Langkah itu, yang mencerminkan ketegangan dalam hubungan AS-Turki, adalah bagian dari rancangan undang-undang (RUU) kebijakan pertahanan untuk tahun fiskal 2019 yang dibuat oleh para senator dan menunggu persetujuan akhir di Kongres dan Senat.
Para pembuat undang-undang AS telah menyatakan keprihatinan tentang pelepasan otoriterisme Perdana Menteri Recep Tayyip Edrogan di Turki, yang dicontohkan dalam penguatan kekuatan eksekutifnya sendiri pada minggu lalu.
Selain itu soal kondisi Turki dan akuisisi S-400 Rusia oleh Ankara, amandemen UU itu juga disusun sebagai respons khusus terkait pemenjaraan pastor AS Andrew Brunson dan warga Amerika lainnya yang oleh para politisi Washington mereka ditahan secara tidak adil.
"Senator Shaheen dan Tillis merasa tidak pantas dan berbahaya untuk mengirim pesawat F-35 Turki saat ini, sementara pemerintah Turki terus memenjarakan orang Amerika dan staf kedutaan AS," tulis staf Shaheen dalam sebuah pernyataan, dikutip ABC, Rabu (25/7/2018).
"NDAA mengirimkan pesan yang sangat jelas kepada Presiden Erdogan bahwa AS mengharapkan Turki untuk menegakkan kewajibannya sebagai sekutu NATO, termasuk menghormati hak proses hukum warga negara AS," kata Tillis dalam sebuah pernyataan.
Menteri Pertahanan AS James Norman Mattis sebelumnya minta Kongres agar tidak menyingkirkan Turki dari program jet tempur siluman F-35 lantaran Ankara membeli sistem rudal pertahanan S-400 Rusia.
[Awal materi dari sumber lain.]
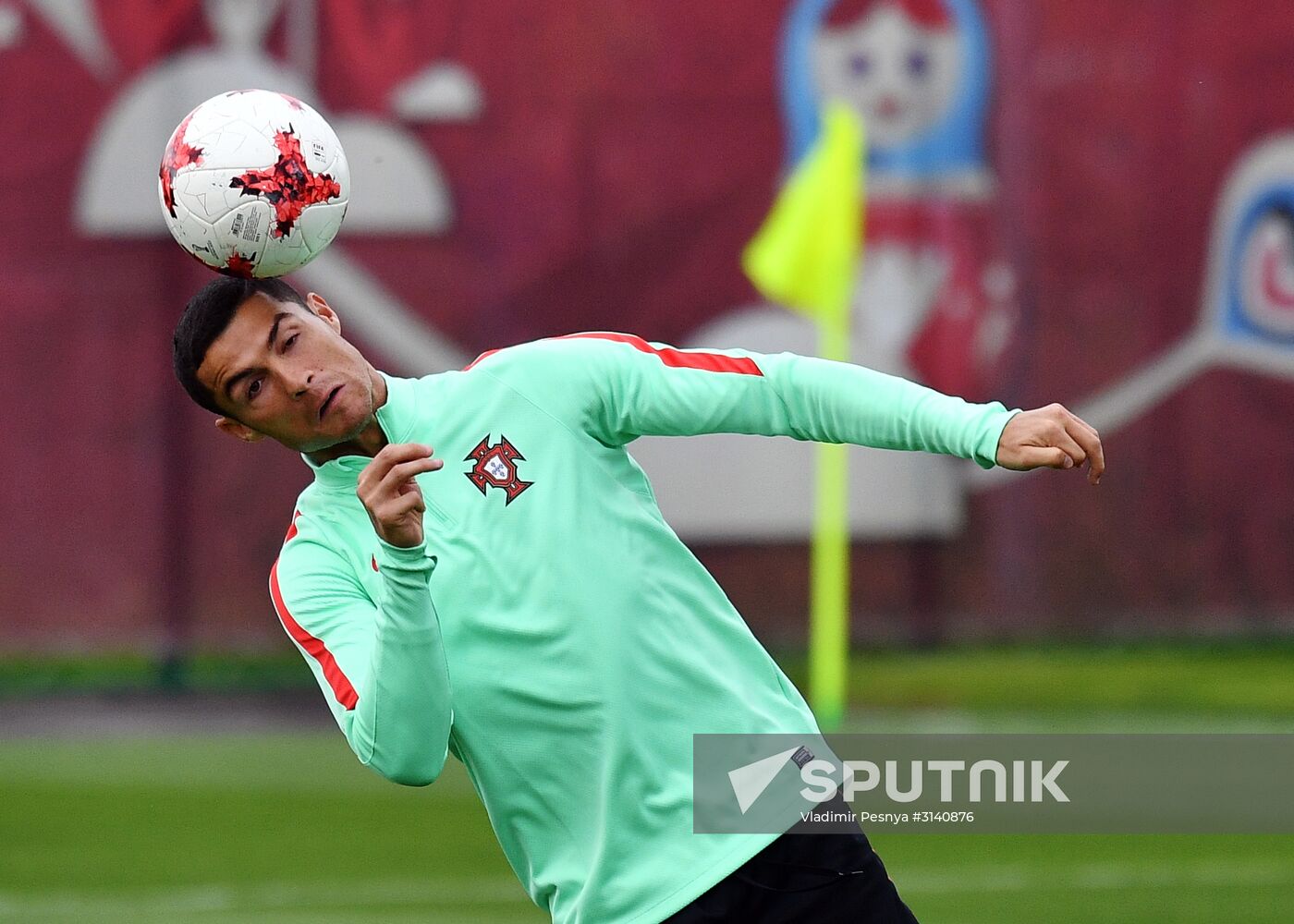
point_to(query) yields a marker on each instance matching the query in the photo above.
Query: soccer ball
(254, 183)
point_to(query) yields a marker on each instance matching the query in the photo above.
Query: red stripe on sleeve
(314, 647)
(482, 356)
(678, 359)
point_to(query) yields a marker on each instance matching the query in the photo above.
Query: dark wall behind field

Mattis memperingatkan dampak bahaya yang dialami program itu jika Turki disingkirkan dan tak memperoleh jet tempur tersebut.
Jet tempur siluman F-35 merupakan program jet tempur bersama negara-negara NATO. Turki sebagai anggota NATO ikut andil besar, terutama dalam hal pendanaan.
"Pada saat ini, saya menentang penghapusan Turki dari (program) F-35," tulis Mattis dalam suratnya kepada Ketua Komite Layanan Bersenjata Parlemen, Mac Thornberry. Surat itu sebelumnya dirahasiakan.
Surat serupa juga dikirim ke Komite Angkatan Bersenjata Senat AS.
Mattis mengatakan kepada anggota Kongres bahwa Turki telah menginvestasikan USD1,25 miliar ke dalam program pengembangan F-35. Menurut Mattis, penjualan jet tempur itu harus tetap dilanjutkan.
"Jika rantai pasokan Turki terganggu hari ini, itu akan menghasilkan jeda produksi pesawat, menunda pengiriman 50-75 jet dan akan memakan waktu sekitar 18-24 bulan untuk re-source parts yang dibuat oleh perusahaan Turki," lanjut surat Mattis.
Turki telah komitmen akan membeli 100 pesawat tempur F-35 Lightning II produksi Lockheed Martin tersebut. Saat ini, pilot-pilot Ankara sudah mulai latihan mengoperasikan dua jet tempur yang secara simbolik diserahkan ke Turki di Pangkalan Angkatan Udara Luke di Arizona.
Sekadar diketahui, Turki dan Rusia menandatangani kesepakatan pada Desember 2017 di mana Moskow akan memasok Ankara dengan sistem rudal surface-to-air S-400. Kesepakatan itu membuat para pejabat Pentagon dan NATO khawatir, karena Turki bisa membocorkan kelemahan F-35 ketika mengoperasikannya bersamaan dengan S-400.